Militärisches Draufgängertum der Bischöfe »geradezu eine Art Voraussetzung für die Heiligkeit«

    Die Beteiligung des Klerus, besonders des hohen, am Kriegsdienst resultierte aus verschiedenen Faktoren: aus dem Umschlag des rigorosen christlichen Pazifismus in das abscheulichste, die Geschichte durchgellende Schlachtgeschrei (I 247 ff.); aus einer gewissen Germanisierung (IV 32 ff.); aus dem enormen kirchlichen Grundbesitz, der seinerseits wieder zur Immunität und Vasallität führte, zur Herausbildung des Heer-und Burgbannes, die jedoch auch ausdrücklich verliehen wurden. Beim Heerbann stand der Bischof an der Spitze der Schlächter, der Burgbann gab dem hohen Klerus das Recht, Befestigungen anzulegen.

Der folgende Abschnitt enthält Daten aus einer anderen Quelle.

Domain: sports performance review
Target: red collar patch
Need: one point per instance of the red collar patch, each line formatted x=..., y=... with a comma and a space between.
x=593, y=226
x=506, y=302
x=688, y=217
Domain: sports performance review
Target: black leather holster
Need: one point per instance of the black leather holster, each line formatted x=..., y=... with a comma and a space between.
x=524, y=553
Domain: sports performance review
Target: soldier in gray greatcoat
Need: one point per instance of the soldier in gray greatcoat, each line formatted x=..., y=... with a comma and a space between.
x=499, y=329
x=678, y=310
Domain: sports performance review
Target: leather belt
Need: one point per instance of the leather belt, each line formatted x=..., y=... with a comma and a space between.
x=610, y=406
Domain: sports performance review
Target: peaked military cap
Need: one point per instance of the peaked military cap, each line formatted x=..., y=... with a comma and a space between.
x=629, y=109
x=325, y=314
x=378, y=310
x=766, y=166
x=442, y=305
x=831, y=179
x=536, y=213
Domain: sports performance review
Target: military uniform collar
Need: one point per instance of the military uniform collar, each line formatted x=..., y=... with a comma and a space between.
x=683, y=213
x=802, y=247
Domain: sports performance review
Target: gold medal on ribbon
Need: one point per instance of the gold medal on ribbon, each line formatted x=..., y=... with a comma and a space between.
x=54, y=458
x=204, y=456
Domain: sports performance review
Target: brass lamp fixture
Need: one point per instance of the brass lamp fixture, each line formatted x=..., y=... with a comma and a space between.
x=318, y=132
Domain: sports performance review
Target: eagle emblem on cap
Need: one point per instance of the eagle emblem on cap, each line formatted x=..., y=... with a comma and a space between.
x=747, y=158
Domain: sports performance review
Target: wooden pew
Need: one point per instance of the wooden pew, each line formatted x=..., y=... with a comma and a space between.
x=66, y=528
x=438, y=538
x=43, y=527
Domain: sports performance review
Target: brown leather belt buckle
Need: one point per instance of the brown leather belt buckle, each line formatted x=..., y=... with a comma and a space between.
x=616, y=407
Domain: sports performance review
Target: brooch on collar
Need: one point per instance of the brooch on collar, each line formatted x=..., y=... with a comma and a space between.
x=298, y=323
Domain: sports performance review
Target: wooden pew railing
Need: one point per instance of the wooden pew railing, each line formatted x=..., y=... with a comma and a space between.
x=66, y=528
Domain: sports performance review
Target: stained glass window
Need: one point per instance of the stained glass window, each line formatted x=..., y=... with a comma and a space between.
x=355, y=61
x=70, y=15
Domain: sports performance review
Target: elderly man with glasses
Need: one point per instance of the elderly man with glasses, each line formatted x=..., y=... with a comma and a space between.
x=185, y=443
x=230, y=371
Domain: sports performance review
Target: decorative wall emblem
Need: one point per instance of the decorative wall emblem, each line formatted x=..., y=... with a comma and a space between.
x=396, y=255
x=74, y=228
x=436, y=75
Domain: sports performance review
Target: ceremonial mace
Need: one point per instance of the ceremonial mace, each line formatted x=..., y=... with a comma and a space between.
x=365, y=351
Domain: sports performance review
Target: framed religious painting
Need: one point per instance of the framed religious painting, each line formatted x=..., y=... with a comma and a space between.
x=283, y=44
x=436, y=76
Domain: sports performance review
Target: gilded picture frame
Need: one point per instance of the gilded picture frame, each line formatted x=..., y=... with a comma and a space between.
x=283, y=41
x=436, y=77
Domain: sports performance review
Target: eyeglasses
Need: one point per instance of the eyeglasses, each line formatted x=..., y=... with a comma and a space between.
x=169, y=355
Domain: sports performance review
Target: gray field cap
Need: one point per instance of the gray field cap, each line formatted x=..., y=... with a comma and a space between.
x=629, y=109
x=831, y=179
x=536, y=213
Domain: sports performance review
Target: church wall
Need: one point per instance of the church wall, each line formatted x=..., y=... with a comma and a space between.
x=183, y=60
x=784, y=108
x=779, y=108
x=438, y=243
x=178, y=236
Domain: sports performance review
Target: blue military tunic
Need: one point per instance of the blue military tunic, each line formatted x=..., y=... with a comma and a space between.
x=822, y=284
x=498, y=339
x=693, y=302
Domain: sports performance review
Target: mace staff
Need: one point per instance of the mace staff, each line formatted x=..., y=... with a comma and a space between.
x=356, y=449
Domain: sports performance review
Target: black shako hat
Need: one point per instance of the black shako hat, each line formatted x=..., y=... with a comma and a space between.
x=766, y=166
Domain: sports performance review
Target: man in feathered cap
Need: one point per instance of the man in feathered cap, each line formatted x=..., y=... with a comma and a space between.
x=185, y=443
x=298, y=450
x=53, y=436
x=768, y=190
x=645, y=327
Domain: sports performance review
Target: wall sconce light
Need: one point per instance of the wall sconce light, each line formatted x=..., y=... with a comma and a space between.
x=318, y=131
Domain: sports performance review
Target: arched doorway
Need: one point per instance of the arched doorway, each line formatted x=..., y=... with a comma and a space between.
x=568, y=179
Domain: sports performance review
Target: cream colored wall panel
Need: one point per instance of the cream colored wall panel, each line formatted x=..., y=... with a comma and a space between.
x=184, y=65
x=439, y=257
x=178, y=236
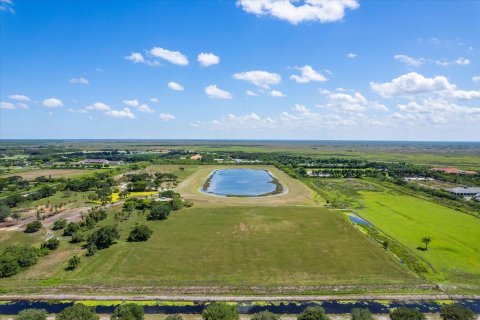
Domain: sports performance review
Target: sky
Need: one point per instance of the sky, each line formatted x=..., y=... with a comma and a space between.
x=246, y=69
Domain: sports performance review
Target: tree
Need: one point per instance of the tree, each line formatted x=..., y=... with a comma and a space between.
x=313, y=313
x=78, y=312
x=406, y=314
x=426, y=241
x=265, y=315
x=456, y=312
x=33, y=226
x=361, y=314
x=128, y=311
x=140, y=233
x=32, y=314
x=159, y=211
x=59, y=224
x=73, y=263
x=5, y=212
x=220, y=311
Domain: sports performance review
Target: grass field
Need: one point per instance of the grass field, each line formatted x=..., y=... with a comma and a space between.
x=231, y=247
x=455, y=249
x=296, y=192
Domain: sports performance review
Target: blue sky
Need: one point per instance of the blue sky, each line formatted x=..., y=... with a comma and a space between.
x=261, y=69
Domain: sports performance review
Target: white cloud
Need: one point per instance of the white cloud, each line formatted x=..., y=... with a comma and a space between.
x=174, y=57
x=175, y=86
x=208, y=59
x=19, y=97
x=214, y=92
x=124, y=113
x=98, y=106
x=412, y=84
x=52, y=103
x=166, y=117
x=80, y=80
x=276, y=93
x=136, y=57
x=261, y=79
x=310, y=10
x=409, y=61
x=307, y=74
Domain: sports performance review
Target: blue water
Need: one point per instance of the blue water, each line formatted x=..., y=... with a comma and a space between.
x=241, y=182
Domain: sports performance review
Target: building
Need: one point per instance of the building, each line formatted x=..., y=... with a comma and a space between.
x=465, y=191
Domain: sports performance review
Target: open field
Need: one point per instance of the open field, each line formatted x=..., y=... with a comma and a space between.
x=230, y=247
x=455, y=249
x=54, y=173
x=297, y=193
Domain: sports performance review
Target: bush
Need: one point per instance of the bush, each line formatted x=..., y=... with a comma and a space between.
x=313, y=313
x=220, y=311
x=33, y=226
x=140, y=233
x=104, y=237
x=456, y=312
x=32, y=314
x=265, y=315
x=406, y=314
x=159, y=212
x=73, y=263
x=361, y=314
x=77, y=312
x=128, y=311
x=71, y=228
x=59, y=224
x=51, y=244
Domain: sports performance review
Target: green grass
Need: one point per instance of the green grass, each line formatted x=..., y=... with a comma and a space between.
x=236, y=247
x=455, y=249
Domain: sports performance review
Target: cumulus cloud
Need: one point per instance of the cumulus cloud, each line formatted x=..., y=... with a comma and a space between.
x=166, y=117
x=174, y=57
x=19, y=97
x=322, y=11
x=262, y=79
x=124, y=113
x=409, y=61
x=208, y=59
x=175, y=86
x=276, y=93
x=100, y=106
x=307, y=74
x=80, y=80
x=412, y=84
x=52, y=103
x=214, y=92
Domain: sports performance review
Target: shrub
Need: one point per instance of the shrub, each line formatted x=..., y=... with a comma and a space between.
x=406, y=314
x=140, y=233
x=361, y=314
x=220, y=311
x=313, y=313
x=128, y=311
x=33, y=226
x=59, y=224
x=78, y=312
x=73, y=263
x=159, y=212
x=456, y=312
x=32, y=314
x=265, y=315
x=50, y=244
x=71, y=228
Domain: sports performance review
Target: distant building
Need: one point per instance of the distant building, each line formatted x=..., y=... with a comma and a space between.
x=453, y=170
x=465, y=191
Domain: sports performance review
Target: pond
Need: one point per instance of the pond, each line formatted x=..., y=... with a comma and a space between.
x=241, y=183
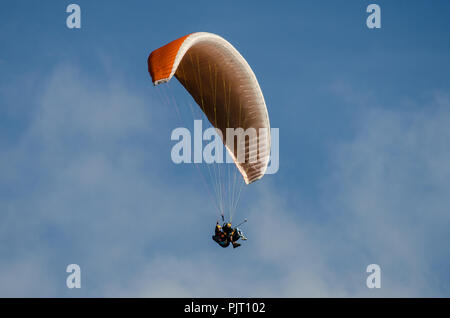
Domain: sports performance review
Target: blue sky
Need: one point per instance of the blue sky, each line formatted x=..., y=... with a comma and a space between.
x=86, y=176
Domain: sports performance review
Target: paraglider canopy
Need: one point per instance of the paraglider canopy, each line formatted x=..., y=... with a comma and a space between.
x=224, y=86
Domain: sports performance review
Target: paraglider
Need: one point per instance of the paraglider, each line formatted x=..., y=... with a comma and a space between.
x=226, y=90
x=226, y=234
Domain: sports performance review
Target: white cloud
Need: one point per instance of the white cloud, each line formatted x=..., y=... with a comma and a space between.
x=88, y=185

    So geboten allmählich alle Bistümer über ihre militia, über milites, Vasallen, Ministerialen, die für ein Lehen oder Dienstgut hauptsächlich zum Kriegsdienst für den König verpflichtet waren. Dabei rekrutierten die Bischöfe ihre Truppe mit Vorliebe aus ihren Verwandten. Ebenso verfügten die meisten Klöster über militärische Mannschaften, nicht nur die reichsunmittelbaren, sondern auch die Eigenklöster des Königs sowie die der weltlichen und geistlichen Großen.
    Schon seit der Völkerwanderung werden die Prälaten »zentrale Träger des Widerstandes« (F.G. Maier) gegen die Germanen. So verteidigt sich bereits zu Beginn den 5. Jahrhunderts Toulouse unter seinem Bischof gegen die Wandalen. So ruft der um 410 geborene St. Severin die Noriker zum militärischen Einsatz gegen die Alemannen auf und kommandiert persönlich das Unternehmen. 470 leitet Oberhirte Sidonius Apollinaris, Schwiegersohn des gallischen Gegenkaisers Avitus, die Verteidigung von Clermont-Ferrand (Avernum) wider die Westgoten.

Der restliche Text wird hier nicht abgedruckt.